この夏の電力需給のひっ迫を先取りして、節電の強制、半強制、お願いのそれぞれに、それぞれの方法が検討されているようだ。NHK(を見るなんて恥ずかしい気がするが)を見たら、家庭での節電の方法がいろいろ紹介されていた。なんと「楽しく節電しよう」!家庭で、子どもと節電ごっこをする・・、節電ゲーム・・等々。学校でも「誰かが教室の電気を消してくれました・・」。見ていて鳥肌が立つほど怖くなった。この調子では、本当の夏場になれば、隣同士、町内での「あそこの家は節電に非協力的」「あそこは朝からクーラーをつけている」など、まるでかつての共産圏の密告社会のようになるのではないかと思ったのだ。
心配し過ぎ、今の日本でそこまでは無い、と言う人が多いだろうが、私は決してそうは思わない。節電の旗振り役をやる人が、必ずと言っていいほど節電警察の役もやるだろうと思っている。たとえば自発的に始める清掃奉仕。初めはいいが、そのうち参加者が増えてくると、参加しない人が「悪い奴」にされていく。参加しないだけなのに「ゴミを捨てる奴」「敵対する奴」とだんだんにエスカレートしてくる。PTAなどに出るとそんなことが当然であるかのように起きている。同じことが「節電」でも起きると考える方が自然ではないか。
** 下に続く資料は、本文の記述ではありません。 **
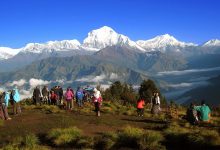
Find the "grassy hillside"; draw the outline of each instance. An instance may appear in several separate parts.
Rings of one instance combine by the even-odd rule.
[[[219,149],[219,113],[210,124],[190,125],[185,109],[158,116],[145,108],[137,117],[133,106],[104,102],[101,117],[93,105],[72,111],[56,106],[22,105],[22,114],[0,122],[2,149]],[[11,110],[9,110],[11,111]]]

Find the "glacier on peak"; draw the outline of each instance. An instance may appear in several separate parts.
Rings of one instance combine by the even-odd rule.
[[[212,40],[209,40],[209,41],[205,42],[202,46],[203,47],[207,47],[207,46],[220,46],[220,40],[212,39]]]
[[[99,29],[92,30],[83,41],[83,47],[103,49],[107,46],[121,45],[133,47],[145,51],[137,43],[130,40],[127,36],[118,34],[112,28],[103,26]]]
[[[66,51],[66,50],[78,50],[80,49],[80,42],[77,40],[62,40],[62,41],[48,41],[46,43],[28,43],[25,47],[21,48],[21,52],[51,52]]]
[[[169,34],[159,35],[149,40],[138,40],[137,44],[145,49],[159,49],[166,48],[167,46],[173,47],[186,47],[186,46],[197,46],[193,43],[185,43],[178,41]]]
[[[9,47],[0,47],[0,60],[8,59],[15,56],[20,49],[13,49]]]

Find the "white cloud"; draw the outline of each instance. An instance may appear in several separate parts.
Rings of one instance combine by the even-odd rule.
[[[215,68],[206,68],[206,69],[190,69],[190,70],[182,70],[182,71],[164,71],[164,72],[158,72],[158,76],[164,76],[164,75],[185,75],[189,73],[196,73],[196,72],[206,72],[206,71],[215,71],[220,70],[220,67]]]
[[[179,83],[179,84],[168,84],[167,87],[171,88],[184,88],[184,87],[191,87],[193,83]]]
[[[21,89],[19,91],[19,93],[20,93],[21,99],[31,98],[31,96],[32,96],[31,89],[29,89],[29,90]]]
[[[116,73],[111,73],[109,78],[112,80],[116,80],[116,79],[118,79],[118,75]]]
[[[23,86],[26,83],[27,81],[25,79],[20,79],[18,81],[13,81],[11,83],[8,83],[7,86]]]
[[[49,84],[51,81],[45,81],[45,80],[41,80],[41,79],[30,79],[29,80],[29,84],[30,84],[30,87],[31,88],[35,88],[36,86],[39,86],[39,85],[47,85]]]
[[[101,82],[106,78],[106,75],[102,74],[100,76],[86,76],[80,79],[76,79],[78,82]]]

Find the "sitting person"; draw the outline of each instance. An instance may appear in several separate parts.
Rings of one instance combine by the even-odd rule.
[[[191,103],[190,107],[187,109],[186,112],[186,119],[191,123],[191,124],[198,124],[198,114],[197,111],[195,109],[195,104]]]
[[[201,106],[195,106],[195,110],[199,112],[199,120],[209,122],[210,121],[210,114],[211,110],[209,106],[205,104],[204,101],[202,101]]]

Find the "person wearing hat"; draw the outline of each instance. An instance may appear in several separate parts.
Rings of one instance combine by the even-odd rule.
[[[94,106],[95,106],[95,112],[96,115],[99,117],[100,116],[100,107],[101,107],[101,103],[102,103],[102,96],[99,90],[97,90],[96,88],[94,88],[93,90],[94,95],[93,95],[93,102],[94,102]]]

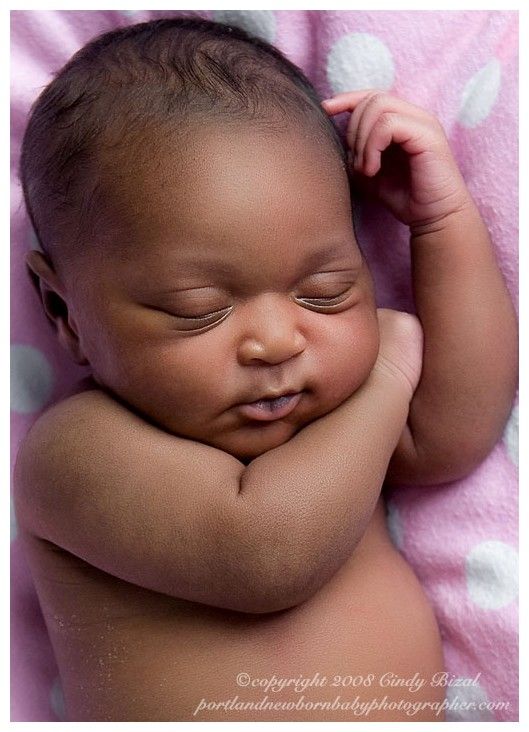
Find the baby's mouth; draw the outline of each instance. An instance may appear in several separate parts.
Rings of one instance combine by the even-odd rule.
[[[258,399],[256,402],[239,404],[238,409],[243,416],[250,419],[259,422],[272,422],[293,412],[302,396],[303,392],[299,391],[272,399]]]

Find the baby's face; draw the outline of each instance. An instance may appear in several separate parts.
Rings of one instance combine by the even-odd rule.
[[[116,246],[70,277],[96,381],[165,430],[246,461],[365,381],[376,308],[330,145],[204,128],[185,153],[116,172]],[[283,417],[241,407],[291,392]]]

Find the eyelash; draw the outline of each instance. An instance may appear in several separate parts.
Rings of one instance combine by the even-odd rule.
[[[345,295],[349,291],[349,289],[350,288],[347,288],[343,292],[340,292],[338,295],[333,295],[331,297],[311,297],[311,298],[296,297],[295,300],[296,300],[296,302],[304,301],[313,308],[324,309],[324,308],[332,307],[333,305],[341,305],[343,300],[339,300],[339,298],[343,297],[343,295]],[[336,302],[337,300],[338,300],[338,302]],[[227,315],[229,315],[229,313],[231,312],[232,309],[233,309],[233,307],[230,306],[229,308],[222,308],[221,310],[214,310],[213,312],[206,313],[205,315],[178,315],[175,313],[170,313],[170,315],[172,315],[175,318],[178,318],[179,320],[186,320],[189,322],[200,322],[200,321],[210,321],[210,319],[213,318],[215,315],[222,313],[223,315],[221,317],[219,317],[217,320],[213,321],[214,323],[219,323],[222,320],[224,320],[224,318]],[[207,323],[207,324],[209,324],[209,323]]]
[[[332,297],[297,297],[296,300],[305,300],[307,302],[311,302],[312,304],[316,303],[326,303],[327,305],[334,304],[333,301],[338,300],[343,295],[345,295],[349,291],[349,288],[347,290],[344,290],[343,292],[338,293],[338,295],[333,295]],[[340,300],[340,302],[343,302]],[[338,304],[338,303],[336,303]]]
[[[231,310],[231,308],[222,308],[222,310],[214,310],[211,313],[206,313],[205,315],[177,315],[175,313],[170,313],[175,318],[180,318],[180,320],[209,320],[209,318],[213,317],[213,315],[217,315],[218,313],[224,313]]]

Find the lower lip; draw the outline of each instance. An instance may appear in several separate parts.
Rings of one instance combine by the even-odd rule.
[[[251,404],[240,404],[239,410],[242,415],[260,422],[272,422],[276,419],[286,417],[299,404],[303,392],[288,394],[279,399],[266,399]]]

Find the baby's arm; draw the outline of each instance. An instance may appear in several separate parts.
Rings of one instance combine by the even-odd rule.
[[[417,384],[418,321],[385,311],[380,324],[366,383],[247,467],[100,390],[52,407],[16,462],[21,531],[174,597],[245,612],[302,602],[360,541]]]
[[[373,91],[324,106],[352,111],[353,183],[410,227],[424,361],[388,479],[455,480],[501,436],[517,384],[516,318],[489,233],[434,117]]]
[[[517,385],[516,319],[471,200],[412,230],[411,251],[425,354],[388,477],[440,483],[468,474],[502,435]]]

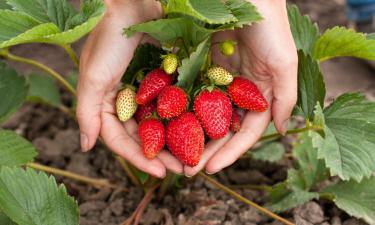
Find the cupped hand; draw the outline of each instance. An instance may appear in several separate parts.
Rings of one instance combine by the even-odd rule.
[[[153,176],[164,177],[166,169],[181,173],[182,165],[166,151],[146,159],[140,150],[137,123],[134,119],[121,123],[115,111],[121,77],[144,38],[141,34],[126,38],[123,28],[160,17],[160,6],[148,0],[105,3],[107,11],[81,54],[77,119],[82,150],[89,151],[100,135],[113,152]]]
[[[297,99],[298,56],[290,31],[285,0],[254,0],[263,16],[259,24],[236,31],[218,33],[213,42],[234,40],[234,55],[226,57],[217,48],[213,61],[232,72],[253,81],[267,99],[270,107],[262,113],[247,112],[236,134],[210,141],[202,159],[195,167],[184,167],[186,176],[193,176],[203,168],[216,173],[234,163],[261,137],[271,119],[281,134]]]

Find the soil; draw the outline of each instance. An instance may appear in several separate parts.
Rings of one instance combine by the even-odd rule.
[[[323,28],[345,24],[344,3],[335,1],[293,1],[301,11],[312,16]],[[335,18],[332,20],[332,18]],[[332,24],[335,22],[335,24]],[[78,51],[83,41],[74,46]],[[30,44],[14,47],[12,52],[37,59],[57,71],[67,74],[74,69],[62,49],[50,45]],[[12,63],[23,73],[35,71],[29,66]],[[327,102],[347,91],[363,91],[375,99],[375,74],[372,68],[359,60],[337,59],[323,63],[327,83]],[[64,91],[63,101],[70,104]],[[82,153],[79,146],[77,124],[66,114],[47,106],[26,104],[3,126],[15,130],[32,141],[39,150],[37,162],[76,172],[82,175],[106,178],[122,190],[94,188],[76,181],[57,177],[66,185],[80,207],[81,225],[119,225],[135,210],[143,197],[143,190],[131,184],[112,154],[97,144],[90,153]],[[288,145],[288,140],[284,141]],[[226,185],[272,185],[286,178],[291,162],[264,163],[241,159],[215,177]],[[244,205],[216,189],[200,177],[183,179],[181,188],[168,193],[163,199],[154,199],[147,207],[143,225],[277,225],[272,219],[254,208]],[[235,189],[246,198],[259,204],[266,200],[264,192],[251,189]],[[365,224],[349,217],[332,203],[310,201],[281,214],[296,224],[356,225]]]

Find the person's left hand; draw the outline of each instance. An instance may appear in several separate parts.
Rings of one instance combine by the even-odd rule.
[[[195,167],[184,167],[193,176],[204,167],[213,174],[234,163],[261,137],[273,118],[279,133],[285,134],[297,99],[298,56],[290,31],[285,1],[254,0],[264,20],[237,31],[218,33],[213,42],[234,40],[234,55],[225,57],[213,50],[214,63],[238,71],[253,81],[270,107],[262,113],[247,112],[238,133],[210,141]],[[217,47],[217,46],[216,46]]]

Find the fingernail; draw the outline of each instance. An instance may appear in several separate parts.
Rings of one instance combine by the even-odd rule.
[[[185,174],[185,177],[187,177],[187,178],[191,178],[192,176]]]
[[[289,119],[285,120],[283,122],[283,125],[281,126],[281,134],[282,135],[285,135],[286,134],[286,131],[288,130],[288,127],[289,127]]]
[[[87,152],[89,149],[89,139],[87,138],[86,134],[81,133],[80,134],[81,138],[81,148],[83,152]]]
[[[212,174],[214,174],[214,173],[208,172],[207,170],[205,171],[205,173],[206,173],[207,175],[212,175]]]

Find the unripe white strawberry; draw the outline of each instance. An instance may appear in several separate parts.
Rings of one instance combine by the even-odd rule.
[[[208,69],[207,77],[216,85],[229,85],[233,81],[232,74],[220,66],[214,66]]]
[[[116,112],[120,121],[127,121],[134,115],[137,110],[135,102],[135,91],[132,87],[125,87],[117,94]]]
[[[227,40],[220,43],[220,52],[225,56],[231,56],[234,53],[236,42]]]
[[[163,70],[167,74],[172,74],[176,71],[178,67],[178,58],[175,54],[168,54],[164,56],[163,62],[161,64]]]

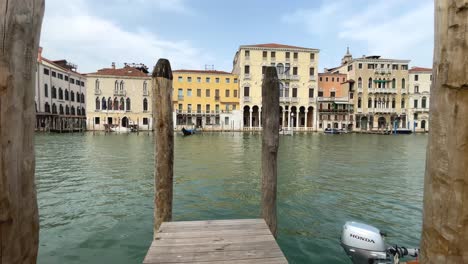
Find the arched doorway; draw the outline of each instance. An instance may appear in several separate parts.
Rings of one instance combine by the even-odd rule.
[[[305,107],[301,106],[299,107],[299,116],[297,117],[299,121],[299,127],[305,127],[305,121],[306,121],[306,114],[305,114]]]
[[[252,127],[260,126],[260,110],[258,106],[252,107]]]
[[[122,127],[128,127],[128,118],[126,116],[122,118]]]
[[[314,127],[314,108],[307,108],[307,127]]]
[[[250,127],[250,107],[244,106],[244,127]]]
[[[426,131],[426,120],[421,121],[421,129]]]
[[[289,115],[291,116],[290,127],[296,127],[298,116],[297,116],[297,108],[295,106],[291,107],[291,113]]]
[[[369,119],[367,119],[366,116],[363,116],[361,118],[361,130],[367,130],[367,124],[369,122]]]
[[[385,117],[379,117],[377,122],[379,123],[379,129],[385,129],[387,127],[387,120],[385,119]]]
村上春樹の「1Q84」が一昨年、ベストセラーになった。そのもとになった(というのは言い過ぎだが)ジョージ・オーウェルの「1984」を読んだ人は、「1Q84」の読者より少ないかも知れない(この際だから、読んでない人には一読をお勧めする)。描かれているのは、1984年が近未来である時点でのヨーロッパの仮想の国。そこは一種の管理、監視国家だが、よくみるとそれは現代の私達の生活をほんの少しいびつに照らし出しただけのように見える。その近さに私は身震いした。